Aug 7 – Pope St Sixtus II, d. 258 AD, Martyr


-Pope Sixte II, Sandro Botticelli, ~1480, fresco, Sistine Chapel, Vatican

Adult convert to Catholic Christianity and Pope from Aug 30, 257 to Aug 6, 258, Sixtus, who was Greek by birth, is shared with you primarily because he points to another saint, Lawrence, whom, much to your dismay :), I am sure, I will share with you in three days time.

Sixtus dealt with the controversy concerning Baptism by heretics. He believed that anyone who was baptized with a desire to be a Christian, even if the Baptism was performed by a heretic, was truly baptized into the Faith, and that the validity of that faith was based on the person’s own desire and actions to be a Christian, not the errors of the person who performed the sacrament.

While celebrating Mass at the tomb of Saint Callistus, he was arrested as part of the persecutions of Valerian. He was beheaded with six deacons and sub-deacons, and was buried in the same catacomb where he had been celebrating Mass when he was arrested.

“Where are you going, my dear father, without your son? Where are you hurrying off to, holy priest, without your deacon? Before you never mounted the altar of sacrifice without your servant, and now you wish to do it without me?”

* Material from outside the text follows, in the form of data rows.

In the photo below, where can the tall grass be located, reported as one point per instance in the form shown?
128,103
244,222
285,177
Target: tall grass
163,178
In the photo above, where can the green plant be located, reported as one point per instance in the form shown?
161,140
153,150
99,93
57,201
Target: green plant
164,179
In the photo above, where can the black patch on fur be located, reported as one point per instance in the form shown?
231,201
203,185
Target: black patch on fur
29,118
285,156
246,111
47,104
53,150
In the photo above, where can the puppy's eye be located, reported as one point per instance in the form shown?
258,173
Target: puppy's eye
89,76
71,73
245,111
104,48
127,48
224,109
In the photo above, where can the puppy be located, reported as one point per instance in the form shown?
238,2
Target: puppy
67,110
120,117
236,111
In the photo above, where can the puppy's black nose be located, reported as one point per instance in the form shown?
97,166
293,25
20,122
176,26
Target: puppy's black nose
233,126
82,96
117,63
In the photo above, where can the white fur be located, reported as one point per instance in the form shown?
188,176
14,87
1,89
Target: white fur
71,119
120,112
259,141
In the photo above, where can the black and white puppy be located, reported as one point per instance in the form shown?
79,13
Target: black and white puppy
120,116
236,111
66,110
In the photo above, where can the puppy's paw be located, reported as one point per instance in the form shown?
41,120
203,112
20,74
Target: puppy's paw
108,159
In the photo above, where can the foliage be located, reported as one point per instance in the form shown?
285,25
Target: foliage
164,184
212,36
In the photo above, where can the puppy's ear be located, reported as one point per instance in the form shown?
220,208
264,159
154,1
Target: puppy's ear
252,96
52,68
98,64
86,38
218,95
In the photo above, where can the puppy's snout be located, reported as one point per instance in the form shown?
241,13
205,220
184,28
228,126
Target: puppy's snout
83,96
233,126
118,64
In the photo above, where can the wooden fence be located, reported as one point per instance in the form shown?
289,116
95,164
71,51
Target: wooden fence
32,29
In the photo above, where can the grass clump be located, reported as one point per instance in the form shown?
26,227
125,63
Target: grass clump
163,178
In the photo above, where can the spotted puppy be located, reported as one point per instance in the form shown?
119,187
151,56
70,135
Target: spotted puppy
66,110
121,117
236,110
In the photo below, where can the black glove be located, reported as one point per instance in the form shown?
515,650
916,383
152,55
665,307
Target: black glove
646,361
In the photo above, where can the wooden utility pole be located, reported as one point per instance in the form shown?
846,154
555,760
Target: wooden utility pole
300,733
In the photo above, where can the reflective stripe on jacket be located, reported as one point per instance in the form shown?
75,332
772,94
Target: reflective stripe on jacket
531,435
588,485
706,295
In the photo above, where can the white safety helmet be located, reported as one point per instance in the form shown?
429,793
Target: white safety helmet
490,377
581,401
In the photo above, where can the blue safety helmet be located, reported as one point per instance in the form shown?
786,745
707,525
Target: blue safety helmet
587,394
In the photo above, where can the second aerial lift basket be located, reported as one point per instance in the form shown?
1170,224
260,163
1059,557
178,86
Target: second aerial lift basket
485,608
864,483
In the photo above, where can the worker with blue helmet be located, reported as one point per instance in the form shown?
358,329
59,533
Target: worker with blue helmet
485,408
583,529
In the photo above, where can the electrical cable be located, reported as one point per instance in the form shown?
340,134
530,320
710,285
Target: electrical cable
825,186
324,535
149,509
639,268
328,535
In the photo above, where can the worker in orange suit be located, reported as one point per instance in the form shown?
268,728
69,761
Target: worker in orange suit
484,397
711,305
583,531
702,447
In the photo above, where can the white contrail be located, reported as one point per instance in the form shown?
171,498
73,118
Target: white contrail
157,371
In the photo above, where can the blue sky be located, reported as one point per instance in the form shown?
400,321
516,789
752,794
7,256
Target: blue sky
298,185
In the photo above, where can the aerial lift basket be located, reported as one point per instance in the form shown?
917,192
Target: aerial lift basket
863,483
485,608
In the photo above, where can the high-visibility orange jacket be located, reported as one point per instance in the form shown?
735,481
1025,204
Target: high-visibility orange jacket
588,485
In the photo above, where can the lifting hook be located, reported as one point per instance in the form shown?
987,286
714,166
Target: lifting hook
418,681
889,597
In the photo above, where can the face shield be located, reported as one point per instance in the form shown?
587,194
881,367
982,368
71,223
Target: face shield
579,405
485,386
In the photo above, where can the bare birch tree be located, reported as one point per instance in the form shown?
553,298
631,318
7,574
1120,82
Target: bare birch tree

St Lawrence, Archdeacon of Rome, to Pope St Sixtus II, 258A D, calling out to the soon to be martyred Successor of St Peter, as the Pope was being led to his execution.

http://upload.wikimedia.org/wikipedia/commons/e/ed/PopesixtusII.jpg

The tomb of Sixtus was enscribed thus, by Pope St Damasus I, whom we shall also hear about again later this month:

“At the time when the sword pierced the bowels of the Mother, I, buried here, taught as Pastor the Word of God; when suddenly the soldiers rushed in and dragged me from the chair. The faithful offered their necks to the sword, but as soon as the Pastor saw the ones who wished to rob him of the palm (of martyrdom) he was the first to offer himself and his own head, not tolerating that the (pagan) frenzy should harm the others. Christ, who gives recompense, made manifest the Pastor’s merit, preserving unharmed the flock.”